Osaka dialect 大阪弁 Japanese lesson in English
I started to listen to this podcast last Summer, because I’m a big fan of Osaka dialect (大阪弁). Although this podcast is no longer updated, it has about 60 or more audio lessons, and I haven’t listened to them yet. The transcripts are in the website, and she says everything in 大阪弁 and English, which is very useful.

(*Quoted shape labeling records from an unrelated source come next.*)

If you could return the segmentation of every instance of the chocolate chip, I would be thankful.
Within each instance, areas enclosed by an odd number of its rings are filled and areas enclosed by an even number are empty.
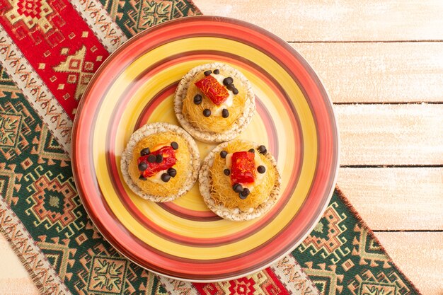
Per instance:
[[[141,156],[146,156],[146,155],[149,155],[149,154],[151,154],[151,151],[149,151],[149,148],[145,148],[145,149],[143,149],[142,151],[140,151]]]
[[[142,162],[139,164],[139,170],[140,171],[144,171],[146,168],[148,168],[148,164],[144,162]]]
[[[227,77],[223,79],[223,85],[227,86],[229,84],[232,84],[234,83],[234,79],[231,77]]]
[[[196,105],[200,105],[200,103],[202,103],[202,96],[200,96],[200,94],[197,94],[195,96],[194,96],[194,103],[195,103]]]
[[[266,168],[265,168],[265,166],[262,166],[260,165],[257,167],[257,171],[258,171],[258,173],[260,174],[263,174],[265,172],[266,172]]]
[[[267,151],[266,151],[266,146],[260,146],[258,149],[258,152],[261,154],[265,155],[266,153],[267,153]]]
[[[167,183],[168,181],[169,181],[169,180],[171,179],[171,175],[168,173],[163,173],[161,175],[161,180]]]
[[[234,84],[229,84],[226,86],[226,89],[233,91],[236,88],[236,86]]]
[[[243,188],[243,191],[240,193],[241,195],[243,196],[244,197],[246,197],[249,195],[249,194],[251,194],[251,191],[249,190],[248,188]]]
[[[236,192],[243,192],[243,187],[240,183],[236,183],[232,186],[232,189]]]
[[[205,110],[203,110],[203,115],[205,117],[209,117],[211,115],[211,110],[209,110],[209,108],[205,108]]]
[[[170,168],[169,169],[168,169],[168,174],[171,177],[176,177],[176,175],[177,175],[177,170],[173,168]]]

I have listened to some Japanese podcasts for Korean learners, but since the transcripts were in Katakana instead of hangeul I wouldn’t recommend them (I can’t understand why they do that, you can’t even write similar sounds with katakana -.-), and other random podcasts that I found, like 熊本弁vs関西弁 with English which teaches you words in Kumamoto dialect, then in Kansai dialect and then in English. I don’t have any particular interest in Kumamoto dialect, more than other dialects, but I thought the idea was funny, although the English translation didn’t always sound very accurate (I might be wrong).

iPod apps:
I used JLPT Study, mainly for the N2 vocabulary, because I don’t like studying kanji with flashcards, I need to write them down; Japanesepod101 advanced audioblog, and I’ve recently downloaded a kanji game called KanjiPop, because I was desperate because of kanji ><
As for Korean I have Elementary and Beginner pocket Korean, Kyongeun’s audiobook, dongsa verb conjugator, Naver webtoon, wordpower, 3人の美少女と学ぶ韓国語単語
 etc etc

I’ve also read a little of 乙一’s GOTH, but not much, and I have studied grammar and vocabulary with the 日本語総まとめ series, and with Japanesepod101, Koreanclass101, and Talk To Me in Korean as always.